Fuso orario |
Asia/Damascus |
Ora standard GMT / UTC |
UTC+3 |
Ora legale |
UTC+3 |
Fuso orario |
Africa/Sao_Tome |
Ora standard GMT / UTC |
UTC+0 |
Ora legale |
La regione attuale non applica l'ora legale d'estate. |
Sheheba è un'antica città della provincia di Daraa, nella Siria meridionale, situata a circa 100 chilometri a sud della capitale Damasco, vicino al confine con la Giordania. La città ha una lunga storia che risale all'Impero Romano e fu un'importante roccaforte dell'antico Regno Nabateo, ed è ricca di siti archeologici come teatri romani, templi e resti di sistemi idrici. Situata nell'arida regione di Howland, Sheheba è dominata da costruzioni in basalto e da un'economia agricola, tradizionalmente dedita alla coltivazione di cereali e olive.
Negli ultimi anni, Sheheba è stata duramente colpita dalla guerra civile siriana ed è diventata una delle prime linee del conflitto, con la distruzione delle infrastrutture e lo sfollamento della popolazione. Essendo una posizione strategica, collega la città di Daraa con le zone di confine e i servizi di base sono stati gradualmente ripristinati nella ricostruzione postbellica. La cultura locale è un mix di caratteristiche arabe e romane, ma il turismo è rimasto fermo a causa della guerra. La resilienza e la conservazione del patrimonio di Sheheba restano fondamentali per lo sviluppo futuro.

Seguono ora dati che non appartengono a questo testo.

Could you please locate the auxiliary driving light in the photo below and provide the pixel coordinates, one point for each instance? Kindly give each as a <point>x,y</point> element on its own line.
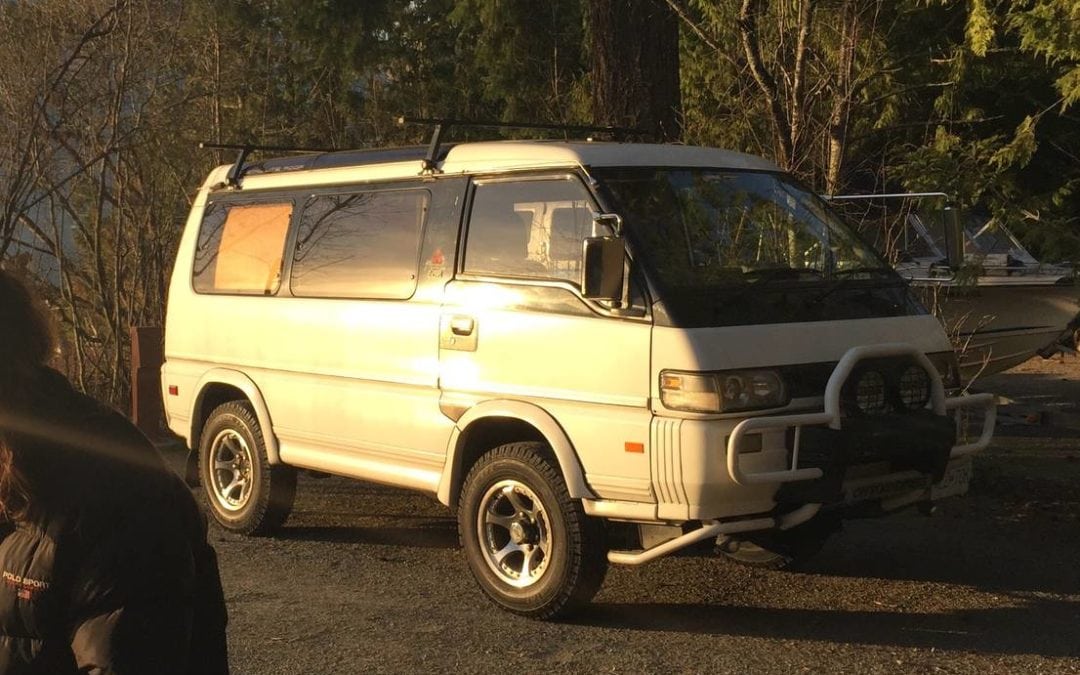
<point>914,388</point>
<point>871,393</point>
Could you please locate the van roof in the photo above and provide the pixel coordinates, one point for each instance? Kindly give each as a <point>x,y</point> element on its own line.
<point>472,158</point>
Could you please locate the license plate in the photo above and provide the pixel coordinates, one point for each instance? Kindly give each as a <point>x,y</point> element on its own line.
<point>955,481</point>
<point>883,488</point>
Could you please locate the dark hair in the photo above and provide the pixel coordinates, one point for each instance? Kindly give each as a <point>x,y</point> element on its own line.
<point>26,343</point>
<point>26,340</point>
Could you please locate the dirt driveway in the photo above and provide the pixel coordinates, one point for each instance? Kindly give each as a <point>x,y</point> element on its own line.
<point>368,579</point>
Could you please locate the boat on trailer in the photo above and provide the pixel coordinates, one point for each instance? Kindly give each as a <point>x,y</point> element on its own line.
<point>998,304</point>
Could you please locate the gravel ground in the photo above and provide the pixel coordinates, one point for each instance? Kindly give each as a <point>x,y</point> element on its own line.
<point>370,579</point>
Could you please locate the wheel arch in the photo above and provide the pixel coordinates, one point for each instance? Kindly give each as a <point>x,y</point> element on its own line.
<point>491,423</point>
<point>220,386</point>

São Tomé e Príncipe è un Paese insulare dell'Africa centro-occidentale, costituito dalle isole di São Tomé e Príncipe e dagli isolotti circostanti, con la capitale São Tomé, situata a nord-est di São Tomé. Situato sul Golfo di Guinea, a circa 200 chilometri dal continente africano, il Paese è stato colonizzato dal Portogallo nel XV secolo ed è diventato indipendente nel 1975, con il portoghese come lingua ufficiale e un'economia basata sull'agricoltura (cacao, olio di palma) e sul turismo. Va notato che "Giava" non è una città o una regione del Paese; Giava è l'isola principale dell'Indonesia, con città come Giacarta e Surabaya, e non ha nulla a che fare con São Tomé e Príncipe, forse a causa di una confusione di nomi.